プログラムの最後はインディストリームフェスの参加でした。これはインディゲーム関係者であれば誰でも参加できるパーティです。私はいろいろな人々と交流して楽しみました。その中には私と同じように海外から参加している人や、著名なゲーム会社の人がいました。彼らがどのように日本で働くようになったのかについて、興味深く話を聞くことができました。そして、いつの日か私も同じように話をしたいものだと思いました。

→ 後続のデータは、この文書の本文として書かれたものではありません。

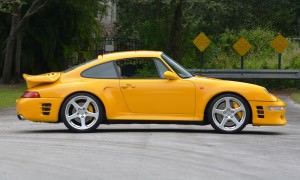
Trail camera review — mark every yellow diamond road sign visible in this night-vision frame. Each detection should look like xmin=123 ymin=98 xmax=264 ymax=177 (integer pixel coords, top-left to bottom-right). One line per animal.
xmin=193 ymin=32 xmax=211 ymax=52
xmin=233 ymin=37 xmax=252 ymax=56
xmin=272 ymin=34 xmax=289 ymax=54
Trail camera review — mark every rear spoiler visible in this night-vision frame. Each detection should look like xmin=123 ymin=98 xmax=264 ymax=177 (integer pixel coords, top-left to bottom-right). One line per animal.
xmin=23 ymin=72 xmax=61 ymax=88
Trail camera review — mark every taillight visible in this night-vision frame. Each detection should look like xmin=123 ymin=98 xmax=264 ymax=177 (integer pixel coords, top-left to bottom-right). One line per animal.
xmin=22 ymin=91 xmax=40 ymax=98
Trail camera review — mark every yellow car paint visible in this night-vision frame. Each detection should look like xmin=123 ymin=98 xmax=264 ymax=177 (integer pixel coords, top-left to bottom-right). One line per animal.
xmin=17 ymin=51 xmax=286 ymax=126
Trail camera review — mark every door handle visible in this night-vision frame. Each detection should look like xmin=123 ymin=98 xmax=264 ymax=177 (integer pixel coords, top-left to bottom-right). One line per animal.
xmin=120 ymin=84 xmax=135 ymax=89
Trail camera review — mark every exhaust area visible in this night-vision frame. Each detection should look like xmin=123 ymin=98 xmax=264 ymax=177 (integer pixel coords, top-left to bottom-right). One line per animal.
xmin=17 ymin=114 xmax=25 ymax=121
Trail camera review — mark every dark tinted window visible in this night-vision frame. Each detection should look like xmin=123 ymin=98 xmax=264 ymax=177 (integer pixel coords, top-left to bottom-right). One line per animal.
xmin=116 ymin=58 xmax=161 ymax=79
xmin=161 ymin=54 xmax=192 ymax=78
xmin=81 ymin=62 xmax=118 ymax=79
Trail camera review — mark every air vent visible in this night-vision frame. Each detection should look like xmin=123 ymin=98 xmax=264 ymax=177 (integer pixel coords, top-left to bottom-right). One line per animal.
xmin=256 ymin=106 xmax=265 ymax=118
xmin=42 ymin=103 xmax=51 ymax=115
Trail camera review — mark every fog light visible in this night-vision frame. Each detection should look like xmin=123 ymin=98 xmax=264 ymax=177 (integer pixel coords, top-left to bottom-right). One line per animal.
xmin=267 ymin=106 xmax=284 ymax=111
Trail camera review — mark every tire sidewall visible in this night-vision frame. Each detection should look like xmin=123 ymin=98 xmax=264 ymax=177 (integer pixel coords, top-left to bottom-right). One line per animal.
xmin=207 ymin=93 xmax=251 ymax=133
xmin=60 ymin=93 xmax=103 ymax=133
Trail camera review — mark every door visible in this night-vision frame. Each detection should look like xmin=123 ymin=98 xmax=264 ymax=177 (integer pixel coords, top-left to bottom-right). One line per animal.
xmin=116 ymin=58 xmax=195 ymax=114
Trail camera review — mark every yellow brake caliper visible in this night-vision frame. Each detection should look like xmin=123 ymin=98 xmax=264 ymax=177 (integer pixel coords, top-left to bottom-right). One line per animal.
xmin=88 ymin=104 xmax=95 ymax=120
xmin=233 ymin=102 xmax=243 ymax=119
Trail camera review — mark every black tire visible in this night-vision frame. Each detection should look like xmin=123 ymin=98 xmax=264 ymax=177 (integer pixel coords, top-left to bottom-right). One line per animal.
xmin=206 ymin=93 xmax=251 ymax=133
xmin=60 ymin=93 xmax=104 ymax=133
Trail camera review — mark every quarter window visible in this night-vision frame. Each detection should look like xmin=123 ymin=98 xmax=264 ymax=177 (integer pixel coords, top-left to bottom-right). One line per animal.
xmin=81 ymin=62 xmax=118 ymax=79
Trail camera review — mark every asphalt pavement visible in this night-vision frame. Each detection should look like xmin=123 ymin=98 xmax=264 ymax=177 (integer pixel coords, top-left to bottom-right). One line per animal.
xmin=0 ymin=95 xmax=300 ymax=180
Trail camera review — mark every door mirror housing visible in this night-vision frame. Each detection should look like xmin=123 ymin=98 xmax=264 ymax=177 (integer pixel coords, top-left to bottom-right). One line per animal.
xmin=164 ymin=71 xmax=179 ymax=80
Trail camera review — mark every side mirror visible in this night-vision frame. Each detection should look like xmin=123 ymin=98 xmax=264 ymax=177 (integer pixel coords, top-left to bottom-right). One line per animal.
xmin=164 ymin=71 xmax=178 ymax=80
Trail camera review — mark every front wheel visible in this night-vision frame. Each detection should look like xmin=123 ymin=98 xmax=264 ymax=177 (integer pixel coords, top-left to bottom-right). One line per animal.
xmin=60 ymin=93 xmax=103 ymax=132
xmin=207 ymin=94 xmax=251 ymax=133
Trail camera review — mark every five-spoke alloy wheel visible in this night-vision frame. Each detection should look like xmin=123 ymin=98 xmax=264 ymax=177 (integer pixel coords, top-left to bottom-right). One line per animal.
xmin=207 ymin=93 xmax=251 ymax=133
xmin=60 ymin=93 xmax=103 ymax=132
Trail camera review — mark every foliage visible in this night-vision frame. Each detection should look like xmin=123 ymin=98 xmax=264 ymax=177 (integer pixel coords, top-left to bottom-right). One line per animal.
xmin=0 ymin=84 xmax=26 ymax=108
xmin=0 ymin=0 xmax=103 ymax=74
xmin=117 ymin=0 xmax=300 ymax=68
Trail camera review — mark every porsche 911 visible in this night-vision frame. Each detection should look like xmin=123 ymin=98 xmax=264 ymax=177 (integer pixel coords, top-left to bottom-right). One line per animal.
xmin=16 ymin=51 xmax=287 ymax=133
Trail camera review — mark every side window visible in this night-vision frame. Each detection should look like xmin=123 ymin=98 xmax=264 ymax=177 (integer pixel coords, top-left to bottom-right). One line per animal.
xmin=154 ymin=59 xmax=169 ymax=78
xmin=116 ymin=58 xmax=161 ymax=79
xmin=81 ymin=62 xmax=118 ymax=79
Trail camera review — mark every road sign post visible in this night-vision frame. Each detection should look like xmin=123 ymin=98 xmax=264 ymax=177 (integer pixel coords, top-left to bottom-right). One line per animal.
xmin=272 ymin=34 xmax=289 ymax=69
xmin=233 ymin=37 xmax=252 ymax=69
xmin=193 ymin=32 xmax=211 ymax=65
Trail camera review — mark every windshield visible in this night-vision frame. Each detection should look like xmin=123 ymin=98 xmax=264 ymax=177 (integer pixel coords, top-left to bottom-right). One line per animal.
xmin=63 ymin=59 xmax=97 ymax=73
xmin=161 ymin=54 xmax=193 ymax=78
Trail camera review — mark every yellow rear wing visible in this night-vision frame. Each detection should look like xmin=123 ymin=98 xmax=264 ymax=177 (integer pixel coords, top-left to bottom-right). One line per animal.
xmin=23 ymin=72 xmax=61 ymax=88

このスカラーシップは、たいへん多くの素晴らしい人々に会うまたとない機会を提供してくれました。そして、日本のゲーム会社でコンセプトアーティストとして働きたいという私の夢を達成するためには、もっと精進しなければいけないと実感しました。私はまた、この機会を通じて、何社かの方々と就職の可能性と私の将来のプランについて、より突っ込んだ話をすることができました。このTGSスカラーシップが本当に自分にとって糧になったと思います。小野さんと尾形さんには本プログラムを運営していただき、また旅行中に個人的なサポートもしていただき、本当にありがとうございました。このスカラーシップをとおして、日本で働きたいという私の夢をおいかける決意が固まりました。その夢を叶えるためにも、ますます精進していきたいと思います。